Blood of Dragons

The 'A Song of Ice and Fire' MUSH

Tidings

The Fall of Vaith
IC Date: Day 6 of Month 2, 161 AC
RL Date: October 20, 2009.

A hard fought battle led to an interminable siege at Vaith, with the Dornishmen under-supplied and the Bright Banners within the walls of the town isolated from any likely help. Would the Dornishmen try to storm the town? Would the Beslon the Bad attempt a truce? Matters hung in the balance, before a parley was called and Beslon and some of his officers rode out to meet Ser Laurent Dalt and his companions half way between the walls and the Dornish siege camp. For the most part, it seemed as is Smallwood was quite bored and sought the parley as entertainment. The banter traded back and forth was the usual posturing and crude matters that seem to follow sellswords everywhere, and it did not seem as if Beslon was like to surrender. In fact, he offered a warning to Ser Laurent, saying that Oakenfist had sent a force from Salt Shore to relieve the town. Dalt disbelieved him, and some remarks were made about the townsmen in Vaith being almost as dangerous as the Dornishmen outside.

Eventually, however, Ser Laurent passed on Prince Marence’s offer of hiring the Bright Banners if they would cut their banners and bring Vaith to him. One of the sellswords was willing to listen, the man claimed, if the boy accompanying Dalt would be part of the price, but Dalt demured. 7,000 golden suns were promised as wages for two months. But Beslon the Bad asked about what would become of Vaith—his ambition to be made Lord of Vaith was now well-known, at Sunspear and at King’s Landing both. Ser Laurent made it plain that whoever controlled Vaith afterward, it would not be Beslon. And that put an end to that.

      Smallwood began to return to Vaith—after telling Dalt that he planned to send those townsmen outside the walls, mouths that would burden the siege if he did so—with his companions when Ser Laurent made a last offer: 7,000 suns for the Bright Banners, and 1,000 suns for the man who brought him Beslon Smallwood. Beslon the Bad scoffed and ignored it, and rode on his way. A minute after entering the gates, his men on the walls began to throw objects off the wall: severed heads, dozens, hundreds of them, apparently belonging to every man and boy over the age of 12 in Vaith.

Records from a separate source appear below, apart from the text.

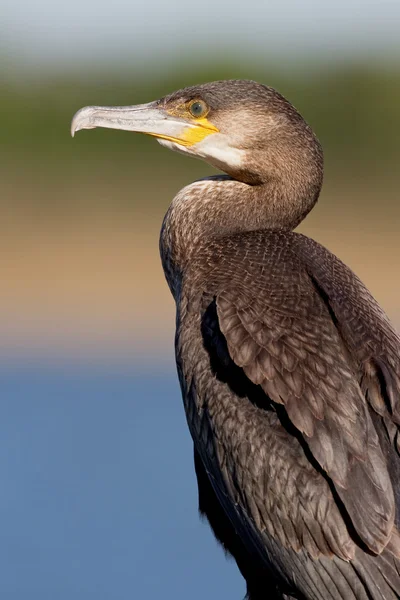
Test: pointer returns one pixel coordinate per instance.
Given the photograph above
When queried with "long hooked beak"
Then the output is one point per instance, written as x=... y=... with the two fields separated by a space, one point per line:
x=145 y=118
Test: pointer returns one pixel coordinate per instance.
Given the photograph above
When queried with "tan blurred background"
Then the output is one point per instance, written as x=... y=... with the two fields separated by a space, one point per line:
x=81 y=277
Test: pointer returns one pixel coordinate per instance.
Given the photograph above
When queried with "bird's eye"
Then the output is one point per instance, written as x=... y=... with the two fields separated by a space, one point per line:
x=198 y=108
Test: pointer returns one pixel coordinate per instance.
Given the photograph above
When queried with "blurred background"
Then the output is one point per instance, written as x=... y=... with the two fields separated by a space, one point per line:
x=98 y=497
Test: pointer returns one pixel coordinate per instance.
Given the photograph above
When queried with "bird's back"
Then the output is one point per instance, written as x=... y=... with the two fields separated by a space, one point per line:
x=290 y=375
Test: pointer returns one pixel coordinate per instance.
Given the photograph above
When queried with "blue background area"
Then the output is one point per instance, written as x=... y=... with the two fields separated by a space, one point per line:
x=98 y=496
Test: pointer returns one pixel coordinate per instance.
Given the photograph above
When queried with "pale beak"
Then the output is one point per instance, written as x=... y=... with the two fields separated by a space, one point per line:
x=145 y=118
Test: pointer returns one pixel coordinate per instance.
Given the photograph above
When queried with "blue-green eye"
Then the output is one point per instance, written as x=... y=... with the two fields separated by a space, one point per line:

But several days later… Krazdan Big Nose appeared on the walls with a truce banner, and when the Dornishmen prepared to meet him, he and his companions stepped through the gates with a man dragged between them. It was none other than Beslon, bruised and beaten. They threw him upon the ground before Ser Laurent, who promisd he would give Krazdan and the Bright Banners his reward. The boy, Mordred, alternately kicked sand and poured a stream of water onto Smallwood’s face as he lay there, and even when Ser Laurent spoke to him. When asked what value he had as a hostage, Beslon said—between groans and coughs of blood—that for his piety, the High Septon would pay 10,000 dragons, and that every septa between Vaith and Oldtown would spread her legs to help him raise so much. It seemed he was resigned to his death, and met it stoutly enough, promising to keep the fires warm for Ser Laurent in one of the seven hells, where he’d take pleasure in voiding his bowels on the likes of Krazdan down in the last hell, the traitor’s hell.

And then Ser Laurent took his head off with his axe. So ended Beslon Smallwood, Beslon the Bad as he was called, a man who had practiced every vice in the course of his days. Krazdan and the other officers would see the gates thrown open for the Dornishmen, and receive their gold, and then settle in with Ser Laurent to concoct a plan for how to move on to their next target: Godsgrace.